The atmospheric characterization is carried out in the presence of relative humidity greater than 70 %, which facilitates the condensation on metal surfaces, promoting the formation of a wet film that may contain contaminants such as chlorides and sulfides that accelerate the corrosion process [25]. Figure 11 shows the reports of the concentration of chlorides and sulphides identified through physicochemical tests of residues found on the aluminum surface.
According to ISO 9223 [26], it is possible to categorize outdoor atmospheric corrosivity into 5 levels: very low (C1), low (C2), medium (C3), high (C4) and very high (C5) according to the content of SO2 and chloride type contamination [27, 28]. Given the results of the dust samples obtained, the sulfide concentration exceeded 30 pm/m3 and levels up to 2500 mg/m3, placing it in a high corrosivity category (C4). With this information, it is then estimated that the degradation of the aluminum structures of the photovoltaic panels is generated by the loss of mass between 2-5 mg/m2 year assuming uniform corrosion, which must be frequently evaluated to identify localized corrosion faults.
CONCLUSIONS AND FUTURE WORK
An evaluation of performance and early degradation of a 180.8 kWp rooftop on a grid- connected photovoltaic system is presented.
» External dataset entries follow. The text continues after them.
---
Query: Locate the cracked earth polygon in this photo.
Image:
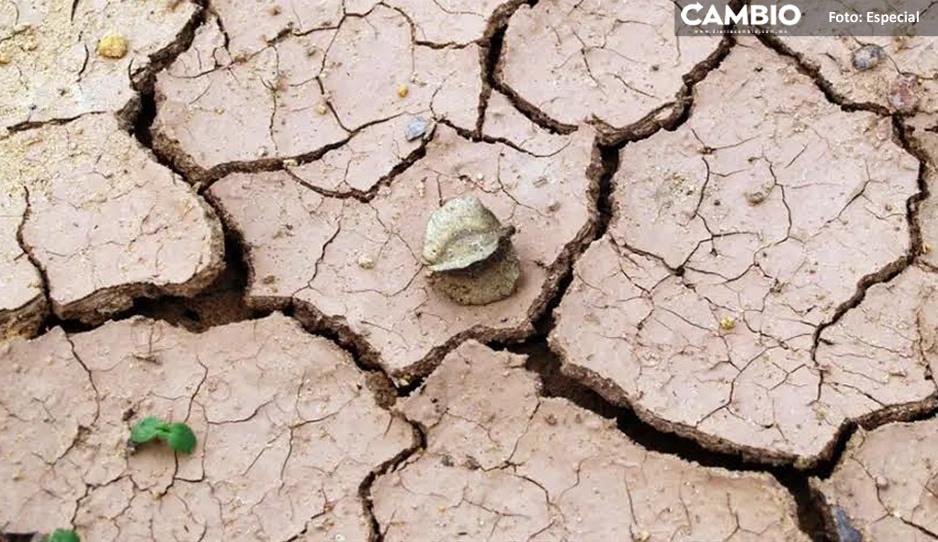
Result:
[0,0,938,542]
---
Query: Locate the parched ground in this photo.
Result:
[0,0,938,542]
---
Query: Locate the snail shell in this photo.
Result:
[423,196,514,272]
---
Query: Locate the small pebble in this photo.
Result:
[404,117,430,141]
[720,316,736,331]
[888,74,918,113]
[746,190,765,205]
[98,32,127,58]
[853,43,886,72]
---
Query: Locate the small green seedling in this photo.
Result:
[130,416,195,454]
[43,529,81,542]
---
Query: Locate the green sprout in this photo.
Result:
[130,416,195,454]
[43,529,81,542]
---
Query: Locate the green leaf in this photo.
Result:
[164,423,195,454]
[45,529,81,542]
[130,416,169,444]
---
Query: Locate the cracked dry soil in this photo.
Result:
[0,0,938,542]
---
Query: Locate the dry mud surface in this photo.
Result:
[0,0,938,542]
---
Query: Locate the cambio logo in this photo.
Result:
[681,3,801,26]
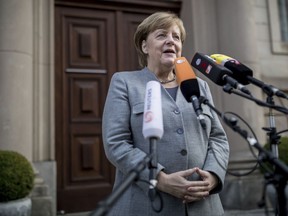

The proposed approach includes carrying out visual inspections over the system and estimating the solar conversion efficiency of the entire system. The studied system is installed in a tropical environment with strong influence of particulate matter and high salinity. It was switched on in June 2018, and the performance assessment and early degradation began in October 2018.
The early degradation analysis suggests discoloration as the most common failure mode. However, according to Figures 5 and 6, at this time, there is not a substantial contribution of this failure mode on module temperature. This phenomenon could cause a problem if there would be a loss of adhesion between the encapsulating polymeric and the cells of the module, causing penetration of water within it. There are no failure modes such as delamination, corrosion in solder bond, in any of the inspected modules, which is reasonable, because these failure modes should appear after three years of operation according to climatic conditions [18]. Cracking of solar cell and glass breakage were not identified either; these are into likely due to the location of the panels (rooftop) and no maintenance activities heretofore.
The performance assessment of the solar PV system shows a reduction in the overall system efficiency, considering a design efficiency of 15.3 %. On the day before the cleaning process, the efficiency was 8.65 %, which is lower than the design efficiency. This reduction is caused by the high dust concentration during dry periods. After the cleaning process, the solar conversion efficiency increased by 2.98 %, reaching a value of 11.72 % energy conversion. There was an early performance degradation rate of 0.05 %/day during the highest dirt concentration days.